Kitchenly 434 by Alan Warner
Alan Warner is on top form with this relentless deconstruction of masculine delusion
Every morning, in a sprawling Tudorbethan mansion – a 20th century style that, as its name suggests, combines Tudor and Elizabethan architectural features – Crofton Park wakes up to a Mickey Mouse alarm clock. Crofton is not the owner of Kitchenly Mill Race, this monstrosity of a house; rather he is its butler, a revered position that is, to him anyway, not the same as being the help. Crofton’s boss and Kitchenly’s owner is Marko Morrell, guitarist in the biggest rock band on the planet.

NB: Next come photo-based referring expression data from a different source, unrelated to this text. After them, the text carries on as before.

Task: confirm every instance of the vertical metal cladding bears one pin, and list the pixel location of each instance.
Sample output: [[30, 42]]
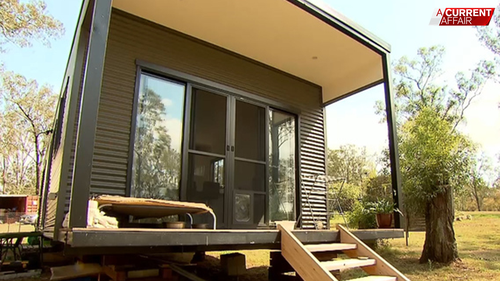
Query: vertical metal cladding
[[131, 38]]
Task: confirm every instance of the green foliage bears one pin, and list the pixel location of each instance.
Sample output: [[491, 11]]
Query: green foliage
[[490, 35], [27, 114], [361, 217], [432, 155], [345, 194], [378, 188], [380, 207], [351, 167], [24, 22], [156, 166], [349, 163]]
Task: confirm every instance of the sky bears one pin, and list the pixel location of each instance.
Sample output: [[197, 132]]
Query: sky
[[403, 24]]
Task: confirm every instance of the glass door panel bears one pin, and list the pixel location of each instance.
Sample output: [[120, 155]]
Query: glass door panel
[[281, 166], [208, 122], [207, 158], [250, 131], [250, 183]]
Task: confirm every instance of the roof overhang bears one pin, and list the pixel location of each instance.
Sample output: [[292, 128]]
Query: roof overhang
[[304, 38]]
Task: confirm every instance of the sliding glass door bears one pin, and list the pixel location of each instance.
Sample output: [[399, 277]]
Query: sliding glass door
[[250, 165], [199, 145], [208, 152]]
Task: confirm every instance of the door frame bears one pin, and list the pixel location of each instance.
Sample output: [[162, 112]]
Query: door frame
[[232, 93]]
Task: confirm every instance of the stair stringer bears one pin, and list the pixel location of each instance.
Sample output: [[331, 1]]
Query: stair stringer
[[304, 263], [382, 267]]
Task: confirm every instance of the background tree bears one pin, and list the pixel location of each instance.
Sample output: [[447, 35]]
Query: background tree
[[429, 112], [29, 110], [25, 108], [21, 23], [350, 168], [479, 181], [156, 163]]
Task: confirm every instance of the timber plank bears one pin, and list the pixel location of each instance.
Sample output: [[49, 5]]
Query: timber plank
[[330, 247], [304, 263], [347, 264], [375, 278], [382, 267]]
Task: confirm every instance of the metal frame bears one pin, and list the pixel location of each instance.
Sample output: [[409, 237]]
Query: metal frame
[[87, 122], [199, 240], [397, 193], [232, 95], [72, 78], [323, 12]]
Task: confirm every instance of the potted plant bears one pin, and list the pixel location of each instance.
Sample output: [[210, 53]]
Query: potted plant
[[361, 217], [384, 212]]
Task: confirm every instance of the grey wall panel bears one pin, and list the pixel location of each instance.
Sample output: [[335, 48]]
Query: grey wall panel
[[132, 39]]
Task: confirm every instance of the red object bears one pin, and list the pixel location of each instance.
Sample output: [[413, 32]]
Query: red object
[[32, 204], [465, 16]]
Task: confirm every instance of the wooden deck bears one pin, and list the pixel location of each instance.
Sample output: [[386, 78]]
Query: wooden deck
[[183, 240]]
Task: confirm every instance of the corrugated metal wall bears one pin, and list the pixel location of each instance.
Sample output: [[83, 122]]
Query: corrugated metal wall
[[132, 39]]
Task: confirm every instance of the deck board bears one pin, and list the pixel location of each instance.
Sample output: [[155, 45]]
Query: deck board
[[222, 239]]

On tour or else crashing at one of his numerous pads around the country, Morrell is mostly absent from Kitchenly, leaving Crofton the man of the house.
Buoyed by insufferable self-importance, Crofton maintains Kitchenly, a place so remote that 70s England barely gets through its padlocked gates, moat and acres of sparse Sussex land. Life is as Crofton likes it – stagnant, comfortable, organised – until one night, two local teenage girls clutching Morrell’s records come calling to the house.
Kitchenly 434 is narrated by Crofton, a lonely man who hides his northern roots with snobbery by proxy. Through the butler’s narration Alan Warner displays his unique talent for voice, simultaneously relishing in – and satirising – the subgenre of the English country house novel. Kitchenly 434 is a biting, relentless and subtle deconstruction of a particularly English sensibility and a particularly masculine delusion. As funny as it is disturbing, this is Warner on top form.